Hoisin Pork Belly Burnt Ends are a delicious twist on barbecue that you need to try! Hoisin Pork Belly Burnt Ends are bite-sized pieces of pork belly that are smoked until tender, then coated in a sticky and flavorful hoisin sauce. The result is crispy edges with a melt-in-your-mouth center, packed with rich, smoky flavor. The cooking process involves slow-smoking the pork belly cubes to infuse them with a deep, smoky flavor. They’re worth the wait, I assure you. Ready to fire up the grill and taste something amazing? Let’s get cooking with Hoisin Pork Belly Burnt Ends!

Ingredients for Hoisin Pork Belly Burnt Ends
To make these mouthwatering Hoisin Pork Belly Burnt Ends, you’ll need a few simple yet flavorful ingredients. Here’s what you’ll need:
For the Pork Belly:
- 3 lbs pork belly (skinless, cut into 1.5-inch cubes)
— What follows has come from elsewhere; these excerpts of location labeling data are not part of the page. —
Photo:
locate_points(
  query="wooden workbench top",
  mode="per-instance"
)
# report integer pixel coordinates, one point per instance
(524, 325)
- 1 cup olive oil (for coating)
- 2 tbsp BBQ rub
- ½ cup hoisin sauce
- 2 tbsp soy sauce (adds umami depth)
- 1 cup BBQ sauce
- ½ tsp red pepper flakes (optional, for heat)
- 2 tbsp maple syrup
- 150 mil apple cider vinegar in a spritz bottle
- 1 tbsp brown sugar
- 80g butter (cubed)
For Garnish (Optional)
- Sesame seeds (for crunch)
- Sliced green onions (for a fresh touch)
Directions
- Preheat your smoker to 250ºF. Use fruitwood like apple or cherry for a mild, sweet smoke flavor.
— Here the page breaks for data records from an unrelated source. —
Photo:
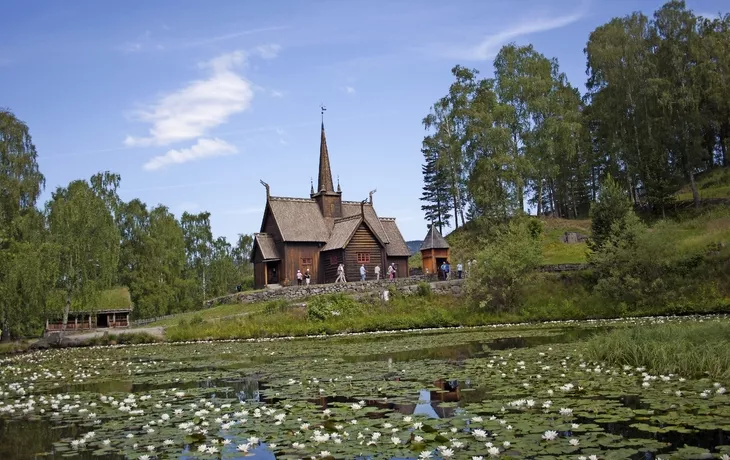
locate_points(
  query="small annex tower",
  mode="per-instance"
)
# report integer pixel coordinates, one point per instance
(434, 251)
(321, 232)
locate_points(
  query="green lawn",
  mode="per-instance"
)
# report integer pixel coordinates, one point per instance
(554, 251)
(210, 314)
(713, 184)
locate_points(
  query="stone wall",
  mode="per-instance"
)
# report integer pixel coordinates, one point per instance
(405, 285)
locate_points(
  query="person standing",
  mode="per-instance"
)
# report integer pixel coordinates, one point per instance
(340, 274)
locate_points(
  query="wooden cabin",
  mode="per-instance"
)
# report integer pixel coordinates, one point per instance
(434, 252)
(81, 320)
(320, 232)
(115, 310)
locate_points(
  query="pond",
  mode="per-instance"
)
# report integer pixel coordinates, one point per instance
(513, 391)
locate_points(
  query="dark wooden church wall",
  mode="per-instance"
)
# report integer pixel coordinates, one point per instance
(329, 261)
(402, 265)
(293, 255)
(363, 241)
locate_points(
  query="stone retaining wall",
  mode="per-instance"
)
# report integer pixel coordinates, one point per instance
(405, 285)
- Cut the pork belly into 1.5-inch cubes and place them in a large bowl.

- Drizzle with 2 tablespoons of olive oil and season generously with your favorite BBQ rub. Toss to coat evenly.
- Arrange the seasoned pork belly cubes on a wired rack or directly on the smoker grates. Spritz them with the apple cider vinegar every 30 mins and brush each cube with olive oil every hour. Smoke for 2.5 to 3 hours, or until the internal temperature reaches 170f.
- Add the Hoisin Glaze: In a small bowl, add 1 cup of BBQ sauce with ½ cup hoisin sauce. Mix until well combined.
- Transfer the smoked pork belly cubes to a foil tray, then pour butter, brown sugar, maple syrup and the hoisin glaze over them. Mix them all together and then cover the tray with foil.
- Place the tray back into the smoker and continue to cook them at 275°F (135°C), until the internal temperature reaches around 200f. This will take around 1-1.5 hours.
- Remove the tray from the smoker and rest for 15 mins before serving. Garnish with sesame seeds and sliced green onions for extra flavor.
This dish is great as an appetizer or a tasty main dish that’s sure to impress your guests.